Jordan Barbour, Jonathan Burke, Francesca Harper, LaTrisa Harper, Dell Howlett, Krisha Marcano, Kenita Miller, Okieriete Onaodowan, Josh Tower, Gayle Turner, Glenn Turner, C. Kelly Wright
Every now and then a show off-Broadway comes along and inspires the audience. Langston in Harlem is one such rare shows. It entertains, informs, and pulls you emotionally into new experiences. This is a world premiere that people will be talking about for a long time to come.
Langston Hughes was a major poet of the Harlem Renaissance, the period of new modes of expression in Harlem in the 1920s and 30s. Langston was the master of spoken word poetry, predating current trends in both slam poetry and rap. This show has taken Langstons poetry and set much of it to music of the period; blues, jazz and gospel.
But Langston in Harlem is much more than Langston Hughes words set to music. It uses his work to trace the arc of his life Langston matures in Harlem and sees both the community’s growth and its containment. He transforms emotionally from a state of wide-eyed wonder, eventually embodying empathy, anger, revolt and finally acceptance, all in the space of less than two hours.
The show is the sum of so many wonderful performances it seems wrong to highlight just a few, but there are some real standouts in this cast of excellent performers. Josh Tower is a stage veteran that brings to his Langston Hughes a humanity, joy and sense of wonderment that keeps the emotional heart of this play beating loudly. The character does hit some dark moments late in the show, but Mr. Towers spoken word rendition of I Am A Negro pulls the anger and angst into raw feelings that everyone can understand.

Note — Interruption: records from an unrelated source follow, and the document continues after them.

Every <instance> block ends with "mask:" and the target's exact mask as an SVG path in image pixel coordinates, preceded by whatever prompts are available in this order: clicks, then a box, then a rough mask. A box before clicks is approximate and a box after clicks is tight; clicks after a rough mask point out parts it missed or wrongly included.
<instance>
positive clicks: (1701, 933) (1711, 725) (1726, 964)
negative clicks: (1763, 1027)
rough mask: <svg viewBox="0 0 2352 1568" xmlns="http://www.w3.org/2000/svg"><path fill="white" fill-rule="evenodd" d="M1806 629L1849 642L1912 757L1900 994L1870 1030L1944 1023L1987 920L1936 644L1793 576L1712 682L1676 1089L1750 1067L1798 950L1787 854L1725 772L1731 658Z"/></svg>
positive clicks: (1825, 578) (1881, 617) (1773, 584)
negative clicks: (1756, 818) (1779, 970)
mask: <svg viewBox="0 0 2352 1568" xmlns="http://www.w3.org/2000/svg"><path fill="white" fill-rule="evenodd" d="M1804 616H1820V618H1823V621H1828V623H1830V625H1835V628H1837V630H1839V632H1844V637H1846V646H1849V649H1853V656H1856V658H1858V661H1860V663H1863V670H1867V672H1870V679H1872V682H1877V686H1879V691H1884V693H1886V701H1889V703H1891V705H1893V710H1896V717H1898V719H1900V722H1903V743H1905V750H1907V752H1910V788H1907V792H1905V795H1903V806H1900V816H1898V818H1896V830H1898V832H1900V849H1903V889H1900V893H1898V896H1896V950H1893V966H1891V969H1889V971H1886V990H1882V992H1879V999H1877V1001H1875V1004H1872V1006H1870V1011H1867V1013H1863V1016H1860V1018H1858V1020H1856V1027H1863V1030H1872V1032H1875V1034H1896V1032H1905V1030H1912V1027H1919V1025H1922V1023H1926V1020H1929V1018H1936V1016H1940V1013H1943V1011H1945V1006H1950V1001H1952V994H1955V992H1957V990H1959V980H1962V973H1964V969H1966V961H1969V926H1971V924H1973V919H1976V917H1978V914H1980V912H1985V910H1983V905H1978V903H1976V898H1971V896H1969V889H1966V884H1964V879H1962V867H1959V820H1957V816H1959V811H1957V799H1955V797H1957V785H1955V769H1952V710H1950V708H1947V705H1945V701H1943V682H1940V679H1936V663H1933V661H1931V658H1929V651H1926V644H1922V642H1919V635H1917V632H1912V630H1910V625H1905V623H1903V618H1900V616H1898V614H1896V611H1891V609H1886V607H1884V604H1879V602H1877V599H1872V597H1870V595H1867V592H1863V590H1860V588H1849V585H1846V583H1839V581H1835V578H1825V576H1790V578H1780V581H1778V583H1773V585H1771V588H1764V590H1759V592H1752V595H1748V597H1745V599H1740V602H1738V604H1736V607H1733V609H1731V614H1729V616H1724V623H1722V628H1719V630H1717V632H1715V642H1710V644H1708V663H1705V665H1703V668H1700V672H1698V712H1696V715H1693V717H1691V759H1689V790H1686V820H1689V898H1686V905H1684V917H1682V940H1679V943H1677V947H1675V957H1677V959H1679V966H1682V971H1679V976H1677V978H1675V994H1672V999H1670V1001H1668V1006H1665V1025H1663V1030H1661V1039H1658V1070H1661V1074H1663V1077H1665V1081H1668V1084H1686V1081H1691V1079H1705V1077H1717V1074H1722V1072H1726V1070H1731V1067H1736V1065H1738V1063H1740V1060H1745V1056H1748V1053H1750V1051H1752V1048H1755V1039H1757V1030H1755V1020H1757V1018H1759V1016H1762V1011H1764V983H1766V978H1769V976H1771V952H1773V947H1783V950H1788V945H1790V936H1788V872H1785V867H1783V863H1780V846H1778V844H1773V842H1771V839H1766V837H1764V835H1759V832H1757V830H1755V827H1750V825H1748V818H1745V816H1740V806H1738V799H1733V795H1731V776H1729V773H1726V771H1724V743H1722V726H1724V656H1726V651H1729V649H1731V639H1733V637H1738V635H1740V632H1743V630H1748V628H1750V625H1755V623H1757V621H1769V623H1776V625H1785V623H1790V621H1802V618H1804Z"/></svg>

C. Kelly Wright as Madam and Kenita Miller as Zora are both given the opportunity to shine in individual numbers, and shine they do. With both faces and voices that rend at your heart, these characters anchor Langston and the audience in the moment. These two ladies stand out, but there isnt a bad performance in the show.
The simple set at Urban Stages is augmented wonderfully by amazing lighting design by William H. Grant III and by projections designed by Alex Koch. Walter Marks provided most of the music for Hughes’s lyrics, and the musical choices are excellent, highlighting the words appropriately.
The direction by Kent Gash is excellent, keeping the show moving swiftly early and then giving some time for the more complex emotions to shine through late in the show. Mr. Gash also uses spoken word poetry sparingly but effectively to show Mr. Hughes’s genius.
Langston in Harlem often reminds one of Aint Misbehavin’, sharing a similar style of music, but where Aint Misbehavin’ shined was in showcasing the music of Fats Waller, Langston in Harlem shines by reflecting our lives and dreams in the passionate words of Langston Hughes.